Tal sanha invasora e cruel,
bem fez transmutar sangue em mel,
suor em vinho, para somente
e tão somente, descaminho de tantos.
Como posso render-me à desmemória,
se as sobras desta glória forjada
me desancam a história e o tempo de viver?
Que me resta senão a sublevação,
notação de palavras em tom amargoso.
Se hoje vejo cores e gentes misturadas,
sei sim de toda uma equação de horrores
sacramentada pelos abusos.
Usos de corpos e desusos da dignidade.
Ah, essa igualdade idealizada...
É certo que ela consta nos regimentos da lei,
estanque na palidez das páginas dos livros,
hipotética e distanciada da forma empírica.
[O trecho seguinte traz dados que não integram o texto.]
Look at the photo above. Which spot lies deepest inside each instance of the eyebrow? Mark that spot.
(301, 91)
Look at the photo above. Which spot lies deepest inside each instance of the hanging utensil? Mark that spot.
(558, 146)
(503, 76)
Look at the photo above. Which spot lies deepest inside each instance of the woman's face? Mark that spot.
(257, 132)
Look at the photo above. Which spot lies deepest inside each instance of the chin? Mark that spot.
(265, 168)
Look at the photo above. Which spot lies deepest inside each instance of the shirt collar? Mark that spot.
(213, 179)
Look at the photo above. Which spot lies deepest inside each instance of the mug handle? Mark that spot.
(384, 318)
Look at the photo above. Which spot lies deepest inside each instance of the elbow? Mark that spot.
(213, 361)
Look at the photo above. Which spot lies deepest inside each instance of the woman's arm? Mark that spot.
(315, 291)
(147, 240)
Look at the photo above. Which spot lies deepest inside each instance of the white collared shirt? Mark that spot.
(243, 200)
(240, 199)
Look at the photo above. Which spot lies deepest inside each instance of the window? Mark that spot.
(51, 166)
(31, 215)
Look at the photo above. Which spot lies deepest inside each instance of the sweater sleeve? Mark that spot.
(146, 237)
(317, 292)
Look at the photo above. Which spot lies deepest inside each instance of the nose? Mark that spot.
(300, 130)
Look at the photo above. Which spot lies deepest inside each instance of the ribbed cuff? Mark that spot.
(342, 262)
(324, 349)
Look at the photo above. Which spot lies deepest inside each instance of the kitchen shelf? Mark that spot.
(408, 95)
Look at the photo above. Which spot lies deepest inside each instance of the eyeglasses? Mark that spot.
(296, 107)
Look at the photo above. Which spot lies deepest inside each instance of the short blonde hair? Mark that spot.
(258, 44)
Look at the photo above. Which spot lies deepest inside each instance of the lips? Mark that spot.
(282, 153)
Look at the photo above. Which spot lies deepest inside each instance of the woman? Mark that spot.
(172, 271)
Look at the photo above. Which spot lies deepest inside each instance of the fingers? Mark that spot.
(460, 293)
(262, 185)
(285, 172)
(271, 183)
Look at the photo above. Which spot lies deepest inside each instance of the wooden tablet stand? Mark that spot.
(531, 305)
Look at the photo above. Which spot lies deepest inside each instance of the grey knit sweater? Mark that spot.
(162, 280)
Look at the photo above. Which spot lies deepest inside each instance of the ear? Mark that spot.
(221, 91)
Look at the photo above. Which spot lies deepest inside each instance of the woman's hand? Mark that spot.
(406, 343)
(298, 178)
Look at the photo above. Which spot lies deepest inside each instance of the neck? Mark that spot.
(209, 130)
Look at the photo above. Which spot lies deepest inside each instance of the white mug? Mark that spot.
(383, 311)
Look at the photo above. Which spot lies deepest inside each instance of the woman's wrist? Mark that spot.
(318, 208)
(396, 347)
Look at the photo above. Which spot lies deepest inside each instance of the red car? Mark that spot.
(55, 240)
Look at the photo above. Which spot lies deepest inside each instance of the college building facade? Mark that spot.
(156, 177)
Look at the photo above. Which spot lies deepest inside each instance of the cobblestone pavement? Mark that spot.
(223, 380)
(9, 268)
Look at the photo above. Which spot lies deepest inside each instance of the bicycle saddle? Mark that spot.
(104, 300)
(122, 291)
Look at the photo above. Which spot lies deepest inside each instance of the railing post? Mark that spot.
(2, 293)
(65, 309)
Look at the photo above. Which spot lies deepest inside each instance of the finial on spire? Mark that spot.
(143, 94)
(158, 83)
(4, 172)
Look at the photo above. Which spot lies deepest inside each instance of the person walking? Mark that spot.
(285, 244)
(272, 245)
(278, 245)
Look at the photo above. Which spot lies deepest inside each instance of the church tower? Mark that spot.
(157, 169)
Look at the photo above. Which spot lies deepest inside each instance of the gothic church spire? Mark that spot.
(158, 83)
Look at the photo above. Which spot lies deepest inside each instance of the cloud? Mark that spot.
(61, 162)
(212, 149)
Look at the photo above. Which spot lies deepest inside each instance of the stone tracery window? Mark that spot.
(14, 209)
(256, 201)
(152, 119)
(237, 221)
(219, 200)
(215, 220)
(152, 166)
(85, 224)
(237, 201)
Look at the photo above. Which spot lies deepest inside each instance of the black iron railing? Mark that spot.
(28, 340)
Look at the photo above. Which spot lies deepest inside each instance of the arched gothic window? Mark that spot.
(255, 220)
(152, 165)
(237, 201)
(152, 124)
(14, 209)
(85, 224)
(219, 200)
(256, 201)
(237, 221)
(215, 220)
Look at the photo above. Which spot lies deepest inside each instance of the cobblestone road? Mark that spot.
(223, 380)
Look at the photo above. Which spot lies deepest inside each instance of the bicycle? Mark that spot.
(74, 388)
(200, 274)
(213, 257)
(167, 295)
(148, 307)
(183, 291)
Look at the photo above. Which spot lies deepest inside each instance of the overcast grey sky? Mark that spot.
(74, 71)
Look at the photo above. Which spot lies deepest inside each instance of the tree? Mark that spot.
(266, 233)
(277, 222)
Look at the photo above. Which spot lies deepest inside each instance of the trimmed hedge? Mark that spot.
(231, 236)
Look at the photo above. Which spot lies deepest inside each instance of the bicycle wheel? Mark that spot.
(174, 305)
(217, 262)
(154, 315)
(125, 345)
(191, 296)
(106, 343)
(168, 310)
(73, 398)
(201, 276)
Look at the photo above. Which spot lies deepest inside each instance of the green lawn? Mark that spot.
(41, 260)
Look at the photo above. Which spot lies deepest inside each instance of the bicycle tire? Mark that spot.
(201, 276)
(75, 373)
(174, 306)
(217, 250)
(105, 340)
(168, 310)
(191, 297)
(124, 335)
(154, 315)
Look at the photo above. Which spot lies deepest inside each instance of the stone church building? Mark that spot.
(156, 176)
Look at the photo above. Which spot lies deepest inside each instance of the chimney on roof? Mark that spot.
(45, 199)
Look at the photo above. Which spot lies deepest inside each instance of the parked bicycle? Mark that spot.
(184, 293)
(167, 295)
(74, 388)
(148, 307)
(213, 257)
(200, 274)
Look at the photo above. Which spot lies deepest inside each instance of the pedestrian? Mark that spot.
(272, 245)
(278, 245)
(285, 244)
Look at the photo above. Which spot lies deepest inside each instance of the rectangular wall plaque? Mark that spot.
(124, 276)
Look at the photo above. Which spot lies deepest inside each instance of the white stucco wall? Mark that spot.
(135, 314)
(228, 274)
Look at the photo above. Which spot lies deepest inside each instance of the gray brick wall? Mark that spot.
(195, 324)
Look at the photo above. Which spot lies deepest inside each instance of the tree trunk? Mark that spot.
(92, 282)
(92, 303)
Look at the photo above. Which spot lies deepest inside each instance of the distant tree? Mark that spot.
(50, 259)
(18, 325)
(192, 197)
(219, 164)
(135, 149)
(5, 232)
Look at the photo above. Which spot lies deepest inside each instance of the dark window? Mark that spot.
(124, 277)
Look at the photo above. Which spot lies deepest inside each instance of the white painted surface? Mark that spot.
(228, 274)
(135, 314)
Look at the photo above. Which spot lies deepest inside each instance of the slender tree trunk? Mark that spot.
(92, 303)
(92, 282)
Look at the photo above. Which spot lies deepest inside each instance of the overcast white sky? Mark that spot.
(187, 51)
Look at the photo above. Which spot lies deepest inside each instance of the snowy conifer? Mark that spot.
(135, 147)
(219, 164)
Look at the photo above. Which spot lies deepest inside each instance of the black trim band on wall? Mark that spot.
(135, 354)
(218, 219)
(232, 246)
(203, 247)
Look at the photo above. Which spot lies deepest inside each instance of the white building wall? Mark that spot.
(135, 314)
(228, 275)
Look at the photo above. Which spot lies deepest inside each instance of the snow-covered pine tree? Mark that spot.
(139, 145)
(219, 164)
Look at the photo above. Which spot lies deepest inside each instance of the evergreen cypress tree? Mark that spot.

Sigamos pois, aquela estrada onírica,
a que nos levará a caminhar em círculos.
Não há estranheza no giro
e nem sutileza no conto.
Apenas a certeza que o ciclo,
se cumprirá de ponto a ponto.
Seria por demais divino o dia
em que o humano se apercebesse de si,
ali, em carne, osso e dor.
Na parecença do amor,
finitude e morte.
Sigamos pois, aquela estrada onírica,
a que nos levará a caminhar em círculos,
a esmo e à própria sorte.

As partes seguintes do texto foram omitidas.